The ghostly Vela took form, two meters long, and began to fly around the room. The crew watched it, awed.
“Thy form-er light re-store, Ad-mir-al.”
Loreto kept his eyes away from the ship and watched the Exile leader. He turned to his bench, exasperated.
“Anyone?” he asked. “Anyone getting any of this?”
They tore their eyes away from the misted Vela for half a moment to shake their heads.
“Sur-ge,” the leader rasped again, “on the soul rid-den strings of the stars.”
“What?” Loreto checked with his crew. “What does that mean?”
They mumbled nothings as the rustling, alley-wind sound of the Exiles’ speech filled the room. Loreto turned to see the leader’s clawed fingers tapping at the side of its mask.
“As much as lieth in you, live peaceably with all men.”
The voice had changed. It was no longer synthetic, a crackling, croaked approximation of slow human speech. This sounded like a recording being played back to the humans. Then, one of the other Exiles stepped from behind the leader and bowed before Loreto.
“Ve-la,” it said, in that slow rasp. “Gentle aw-ful stirrings. A bruised ship, we read your strug-gles.”
The ghostly Vela floated down from the ceiling and came to rest between Loreto and the aliens.
“I think, sir,” Cele said from the bench, “I think they’re saying they read our ship, like they were in our networks…”
Her eyes turned back to the floor as she spoke, almost ashamed of guessing.
“Is that true?” Loreto asked the Exile leader. “You were in our ship?”
He tried to speak in careful, simple sentences but it was hard not to spill out every single thought in the hope of getting half an answer.

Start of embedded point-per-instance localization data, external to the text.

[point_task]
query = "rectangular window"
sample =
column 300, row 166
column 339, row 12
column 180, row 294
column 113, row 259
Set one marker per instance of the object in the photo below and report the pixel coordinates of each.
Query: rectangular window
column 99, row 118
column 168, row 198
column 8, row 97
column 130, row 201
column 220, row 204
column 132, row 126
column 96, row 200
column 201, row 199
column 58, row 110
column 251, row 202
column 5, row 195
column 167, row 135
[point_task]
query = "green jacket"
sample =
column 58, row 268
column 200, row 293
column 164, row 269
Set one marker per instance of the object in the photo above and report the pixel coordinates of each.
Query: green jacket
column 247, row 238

“Ad-mir-al.” The leader’s mask shimmered and the two pallid lights swelled inside. “Mach-ines break like dawn new. To teach… to soar, to fight.”
Loreto threw his hands into the air. He could feel the desperation of it all, turning his throat dry, throttling his thoughts. These weren’t answers.
“Listen,” he said bluntly. “I need help. I need a whole lot of help. Last time I was here, you told me things. I need to know more. I need to know how to stop those… Symbiot things. Tell me what the hell they are!”
He made sure not to shout. He made sure not to worry his crew. He made sure to be as respectful as he possibly could. But he could feel his own anxiety getting the better of him, tightening his throat and worrying his lungs. Talking too long to these Exiles made his thoughts uncomfortable and made the inside of his skull itch. He began to massage his temple.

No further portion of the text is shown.